Representative spectra acquired at rest and at the end of exercise from each muscle group are given in Fig.2. To demonstrate the importance of localization, a voxel combining GM and SOL tissue is also visualized (green). The mixture of signals arising from differently active muscles causes a splitting of the Pi signal, representing two different pH values. Voxels directly between adjacent muscles have been, therefore, avoided in our analysis. The temporal and spatial resolution of our spiral-MRSI sequence enabled mapping of the time evolution of ³¹P metabolites in all visible muscles simultaneously. Sample time courses of the PCr and Pi signals for GL, GM and SOL are depicted in Fig.3. Readily visible lower PCr depletion in the SOL muscle in comparison to GM and GL has been also found statistically significant (p<0.001). Similarly, lower VPCr and Qmax values have been calculated for SOL muscle, however this can be explained by minimal participation of SOL in the performed exercise and, hence, low activation of its mitochondria. All measured parameters of oxidative metabolism are given in Table 1.

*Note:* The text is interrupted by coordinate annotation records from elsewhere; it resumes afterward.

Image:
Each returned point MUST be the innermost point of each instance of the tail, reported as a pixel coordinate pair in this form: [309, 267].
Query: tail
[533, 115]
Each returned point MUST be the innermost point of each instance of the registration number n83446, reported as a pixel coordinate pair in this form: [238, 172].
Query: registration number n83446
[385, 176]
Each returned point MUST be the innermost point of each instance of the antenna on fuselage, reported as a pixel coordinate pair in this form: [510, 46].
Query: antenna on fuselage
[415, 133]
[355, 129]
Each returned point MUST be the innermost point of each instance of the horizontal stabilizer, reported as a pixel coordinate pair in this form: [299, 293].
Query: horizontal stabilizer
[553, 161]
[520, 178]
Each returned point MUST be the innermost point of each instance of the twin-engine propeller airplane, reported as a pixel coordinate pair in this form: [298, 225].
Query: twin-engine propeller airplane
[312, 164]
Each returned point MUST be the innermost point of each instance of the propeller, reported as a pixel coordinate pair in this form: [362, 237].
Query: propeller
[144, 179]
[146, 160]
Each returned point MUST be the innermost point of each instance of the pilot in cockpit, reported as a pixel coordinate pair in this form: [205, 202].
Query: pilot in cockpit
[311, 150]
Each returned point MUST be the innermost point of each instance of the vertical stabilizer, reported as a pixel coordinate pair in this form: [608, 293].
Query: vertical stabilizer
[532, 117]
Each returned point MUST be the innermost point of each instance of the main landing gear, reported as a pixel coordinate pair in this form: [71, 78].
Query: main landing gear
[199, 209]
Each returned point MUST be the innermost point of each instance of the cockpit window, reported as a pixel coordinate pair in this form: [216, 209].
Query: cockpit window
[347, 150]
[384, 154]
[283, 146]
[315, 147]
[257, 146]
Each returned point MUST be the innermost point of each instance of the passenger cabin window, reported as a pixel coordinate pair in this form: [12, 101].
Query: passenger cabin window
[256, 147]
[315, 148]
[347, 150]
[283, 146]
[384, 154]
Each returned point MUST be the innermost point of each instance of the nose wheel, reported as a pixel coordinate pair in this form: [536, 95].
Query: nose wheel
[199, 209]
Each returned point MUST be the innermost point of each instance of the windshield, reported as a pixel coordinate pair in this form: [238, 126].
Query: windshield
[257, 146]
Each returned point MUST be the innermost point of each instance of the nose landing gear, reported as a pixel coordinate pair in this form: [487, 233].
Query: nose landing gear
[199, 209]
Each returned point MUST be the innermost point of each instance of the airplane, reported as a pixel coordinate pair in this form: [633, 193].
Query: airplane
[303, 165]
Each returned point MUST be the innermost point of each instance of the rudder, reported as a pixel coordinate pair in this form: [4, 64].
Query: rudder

In comparison to our approach, gated ³¹P-MRSI for dynamic experiments³ suffered from slow Cartesian readout, which significantly limited the spatial resolution and even required a prolonged exercise protocol. Due to recent development, spectrally-selective ³¹P-MRI allows slightly higher spatial (1.6-3.0 ml)^5,6 and similar temporal resolution (~10 s) at 7T, and even enables quantification of pH⁶. However, ³¹P-MRI still provides only limited amount of information in comparison to MRSI techniques, e.g., no ATP signal for concentration quantification.